I know - I thnk it's dreadful that Crufts is the only Championship Show that doesn't have Import Reg classes. I'm sure they could tuck them into the schedule somewhere - and it would be nice to do the lap of honour around the best in show ring!


----------



## Guest (May 23, 2008)

spellweaver said:


> Has she seen the pics of Baggio? We'll deffo have to bring him next time we come!


No, she's in bed but will show her tomorrow! Are you coming over next weekend then? Think next weekend we have kept clear for "us" time so will just be our three!


----------



## Debbie (Nov 10, 2007)

I totally agree with you about Crufts not having an Import Reg class - just think of the money they would be making if they did - you really would think they would go for the idea on money alone!!!!


----------



## Guest (May 23, 2008)

ajshep1984 said:


> No, she's in bed but will show her tomorrow! Are you coming over next weekend then? Think next weekend we have kept clear for "us" time so will just be our three!


I'll check with Sarah and let you know - I can't remember whether or not she said she was working.


----------



## Guest (May 23, 2008)

spellweaver said:


> Got some pics of Calli - they are like fluffy briards until their coat starts to develop.
> 
> View attachment 5122
> 
> ...


Awww they remind me off lil bearded collies... how cute was she


----------



## Guest (May 23, 2008)

Debbie said:


> I totally agree with you about Crufts not having an Import Reg class - just think of the money they would be making if they did - you really would think they would go for the idea on money alone!!!!


Yeah, 'cos they're not backwards at coming forwards where money's concerned.

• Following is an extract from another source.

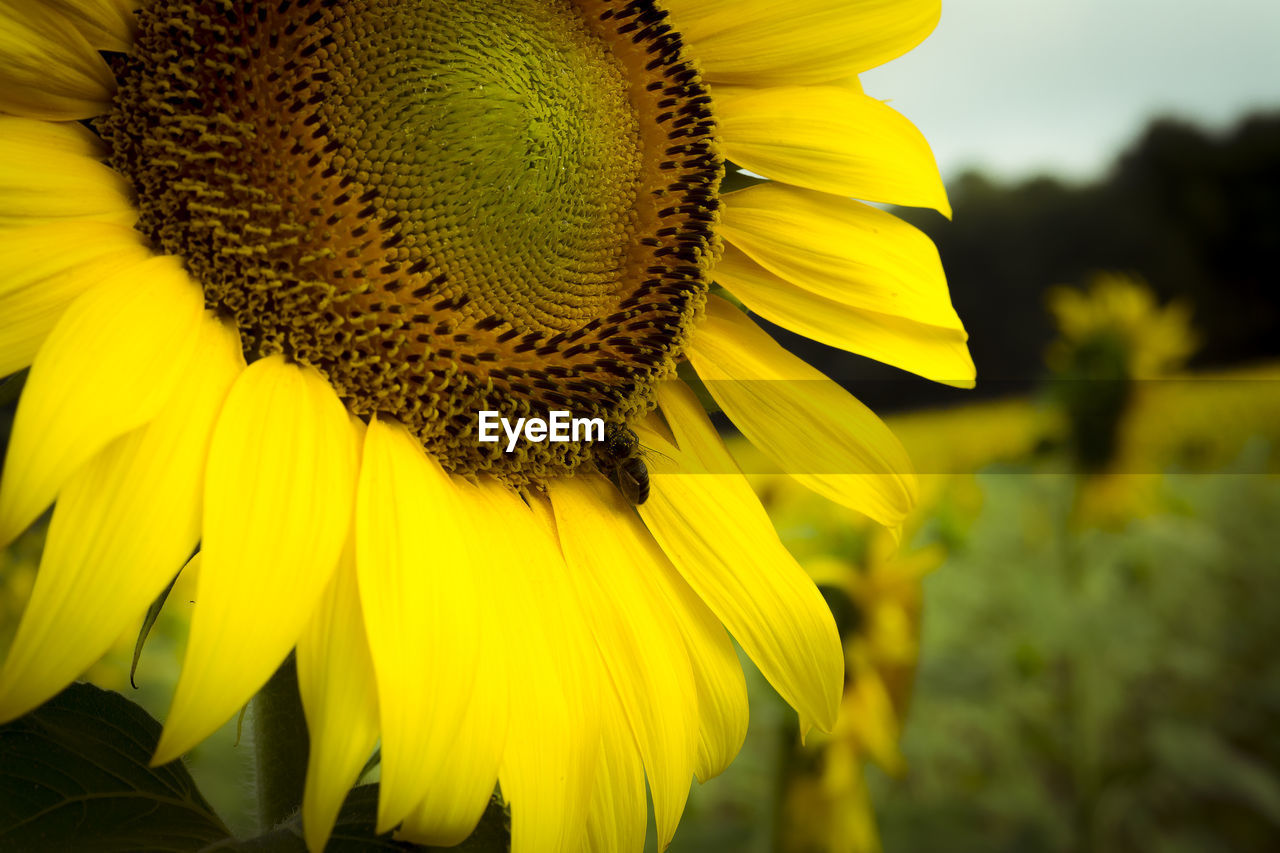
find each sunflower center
[100,0,721,484]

(Crikey - that's one of my mother's phrases. Help!! I'm turning into my mother! )


----------



## Guest (May 23, 2008)

Eolabeo said:


> Awww they remind me off lil bearded collies... how cute was she


She had my OH wrapped around her paw when she was young - all she had to do was look up at him through her eyelashes and she got away with murder!


----------



## Debbie (Nov 10, 2007)

But its a bloody good saying that about sums the KC up...
Sorry for hi jacking your pic thread hun - should have really started a new one or pm'd ya LOL


----------



## bee112 (Apr 12, 2008)

Wow! dogs with dreads, thats amazing!

What do they look like as pups?!


----------



## Guest (May 23, 2008)

Debbie said:


> But its a bloody good saying that about sums the KC up...
> Sorry for hi jacking your pic thread hun - should have really started a new one or pm'd ya LOL


Don't mind at all - it's all relevant to the bergamasco! We really will have to meet up at once of these show - it seems we think alike (well, where dogs and the KC are concerned anyway!)


----------



## Guest (May 23, 2008)

bee112 said:


> Wow! dogs with dreads, thats amazing!
> 
> What do they look like as pups?!


Like fluffy briards - have a look at post #19


----------



## Debbie (Nov 10, 2007)

We will do - I intend to come and watch the Import Class at the next few shows I am at so I wont miss you


----------



## catzndogz (Mar 12, 2008)

wow great pics. how long does it take for coat to mature into maps?


----------



## Smudgeypants (Mar 21, 2008)

aww lovely dog,,,


----------



## colliemerles (Nov 2, 2007)

wow lovely pictures,,,i love the puppy pics,,,,,,,,,,,,,,,,,,,,,,,,


----------



## Guest (May 24, 2008)

sam&meg said:


> wow great pics. how long does it take for coat to mature into maps?


It starts at about 9 months to a year, and by the time the dog is about 5 years old,  the coat is complete!


----------